Houdini’s voice betrayed his utter emotional weariness. “Because she wasn’t any good,” he droned. “I already told you that.”

“Vickery ever have any special dealings with her?”

“Jim’s my second assistant. A swell guy. Helps run the rehearsals, looks after the costumes and props, handles transport and travel arrangement, designs new equipment, fills in onstage when needed. The list of his duties is a mile long. Any ‘dealings’ he might have had with Mary Rogers were strictly business.”

Lieutenant Bremmer shrugged. “Okay. I’m sold. He’s aces far as I’m concerned. Everything’s jake. Except one of your people’s been murdered and another turns up missing, and me, I feel like I’m getting the runaround.”

Houdini’s fierce eyes blinked, blunted by sadness. “Lieutenant,” he said, “I pray to God nothing’s happened to Jim Vickery. If I knew anything more, I’d tell you. Anything at all to help.”

“Fine.” Bremmer pulled a calling card from a compartment in his billfold. He handed it to the magician. “Here’s how to get in touch with me. In case something comes up.” Houdini stared silently at the cheaply printed card. “No need to see me to the door,” the lieutenant said, leaving the room. “I know the way out.”

Houdini listened to the glass in the entrance rattle as the front door slammed with somewhat more force than necessary. Why hadn’t he mentioned Ingrid Esp to the detective? Who was he trying to protect?

18
GHOST OF A CHANCE

S
IR
A
RTHUR
C
ONAN
D
OYLE
stood on the curb of Pennsylvania Avenue watching a parade. The lure of martial band music had proved irresistible to the subject of an empire fond of public spectacle and he followed a gathering crowd across the Mall, toward what he assumed would be the sort of regimental pomp and circumstance so dear to English hearts.

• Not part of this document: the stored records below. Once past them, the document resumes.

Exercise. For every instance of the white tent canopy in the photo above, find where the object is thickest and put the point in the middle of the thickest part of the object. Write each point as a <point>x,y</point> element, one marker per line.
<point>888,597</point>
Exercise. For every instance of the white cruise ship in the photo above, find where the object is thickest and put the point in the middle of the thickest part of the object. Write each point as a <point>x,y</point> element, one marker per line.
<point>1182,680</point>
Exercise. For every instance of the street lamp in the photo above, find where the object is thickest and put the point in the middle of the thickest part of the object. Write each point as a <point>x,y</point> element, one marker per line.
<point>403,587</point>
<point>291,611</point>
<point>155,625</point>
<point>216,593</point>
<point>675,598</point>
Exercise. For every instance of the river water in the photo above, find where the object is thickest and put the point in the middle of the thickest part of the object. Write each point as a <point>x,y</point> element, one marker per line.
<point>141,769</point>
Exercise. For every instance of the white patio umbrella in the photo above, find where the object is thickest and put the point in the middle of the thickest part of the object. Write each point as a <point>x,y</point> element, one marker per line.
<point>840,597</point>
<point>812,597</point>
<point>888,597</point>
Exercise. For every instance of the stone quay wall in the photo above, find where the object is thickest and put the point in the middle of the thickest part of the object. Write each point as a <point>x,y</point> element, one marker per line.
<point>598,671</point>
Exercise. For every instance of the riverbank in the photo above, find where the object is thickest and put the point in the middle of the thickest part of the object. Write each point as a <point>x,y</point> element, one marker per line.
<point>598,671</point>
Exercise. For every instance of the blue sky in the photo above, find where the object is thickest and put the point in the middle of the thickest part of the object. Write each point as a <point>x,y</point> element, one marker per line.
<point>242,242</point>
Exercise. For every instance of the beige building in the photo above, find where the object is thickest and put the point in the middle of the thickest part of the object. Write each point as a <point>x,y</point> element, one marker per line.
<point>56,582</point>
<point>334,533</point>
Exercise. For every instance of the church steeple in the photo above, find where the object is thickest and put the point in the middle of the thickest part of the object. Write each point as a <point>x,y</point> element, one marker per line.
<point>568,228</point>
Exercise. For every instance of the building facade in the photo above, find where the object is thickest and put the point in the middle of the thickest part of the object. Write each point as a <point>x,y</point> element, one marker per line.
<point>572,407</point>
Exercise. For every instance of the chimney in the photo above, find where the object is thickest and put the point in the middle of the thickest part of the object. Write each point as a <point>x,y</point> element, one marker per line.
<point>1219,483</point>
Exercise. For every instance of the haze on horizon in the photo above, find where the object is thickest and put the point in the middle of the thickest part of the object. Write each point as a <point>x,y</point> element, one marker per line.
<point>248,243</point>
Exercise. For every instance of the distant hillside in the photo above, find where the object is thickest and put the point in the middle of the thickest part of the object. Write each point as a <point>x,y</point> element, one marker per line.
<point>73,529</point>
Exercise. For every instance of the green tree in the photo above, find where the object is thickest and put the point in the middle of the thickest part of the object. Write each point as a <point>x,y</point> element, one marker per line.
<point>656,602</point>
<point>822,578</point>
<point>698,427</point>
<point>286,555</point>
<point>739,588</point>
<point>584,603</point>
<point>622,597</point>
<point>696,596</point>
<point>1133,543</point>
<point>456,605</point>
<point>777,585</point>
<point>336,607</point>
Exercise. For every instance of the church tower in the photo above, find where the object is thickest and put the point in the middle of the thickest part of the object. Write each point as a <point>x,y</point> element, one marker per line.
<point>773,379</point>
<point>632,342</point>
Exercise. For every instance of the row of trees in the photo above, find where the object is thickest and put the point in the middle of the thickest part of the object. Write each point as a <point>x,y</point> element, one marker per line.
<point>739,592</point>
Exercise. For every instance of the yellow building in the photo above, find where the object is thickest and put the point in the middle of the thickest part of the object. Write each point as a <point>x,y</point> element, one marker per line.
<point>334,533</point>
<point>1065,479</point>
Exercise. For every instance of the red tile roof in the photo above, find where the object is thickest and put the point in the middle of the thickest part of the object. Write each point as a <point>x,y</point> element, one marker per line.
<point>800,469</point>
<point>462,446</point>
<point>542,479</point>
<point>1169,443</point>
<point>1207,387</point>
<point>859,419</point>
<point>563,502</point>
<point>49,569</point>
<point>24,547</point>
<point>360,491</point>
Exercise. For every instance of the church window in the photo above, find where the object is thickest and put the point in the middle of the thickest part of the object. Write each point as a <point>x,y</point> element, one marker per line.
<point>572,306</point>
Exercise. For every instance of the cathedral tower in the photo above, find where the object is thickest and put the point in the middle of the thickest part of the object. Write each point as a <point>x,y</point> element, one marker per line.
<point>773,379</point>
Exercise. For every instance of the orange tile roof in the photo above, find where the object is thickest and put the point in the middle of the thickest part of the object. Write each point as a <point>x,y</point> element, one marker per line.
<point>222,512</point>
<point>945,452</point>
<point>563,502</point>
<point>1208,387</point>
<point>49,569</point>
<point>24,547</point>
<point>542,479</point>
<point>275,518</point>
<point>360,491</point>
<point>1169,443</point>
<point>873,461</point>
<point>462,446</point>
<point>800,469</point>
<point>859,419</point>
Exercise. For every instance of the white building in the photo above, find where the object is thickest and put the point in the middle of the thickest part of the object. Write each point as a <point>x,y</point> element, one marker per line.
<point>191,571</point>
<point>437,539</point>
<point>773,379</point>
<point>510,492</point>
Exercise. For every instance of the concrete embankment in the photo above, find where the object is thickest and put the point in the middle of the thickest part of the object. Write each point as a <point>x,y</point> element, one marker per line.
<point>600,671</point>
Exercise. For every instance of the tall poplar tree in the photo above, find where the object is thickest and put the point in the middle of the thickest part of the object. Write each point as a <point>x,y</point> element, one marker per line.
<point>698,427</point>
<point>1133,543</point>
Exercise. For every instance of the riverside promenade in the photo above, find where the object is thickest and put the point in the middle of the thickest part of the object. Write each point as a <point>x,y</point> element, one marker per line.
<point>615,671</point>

Instead, he found a procession more bizarre than anything encountered in a lifetime of exotic travel. In ranks straight as the trolley tracks, twenty thousand hooded members of the Knights of the Ku Klux Klan marched with military precision, their white robes flapping like acres of laundry hung out to dry.

The Capitol dome towered above legions of small-town druggists and accountants, lawyers and dentists, community leaders, church-goers, a battalion of family men parading toward the White House dressed like spooks. In place of the torches used to set flaming crosses alight, they carried American flags, the bold stripes and bright stars fluttering past peaked, dunce-cap hoods.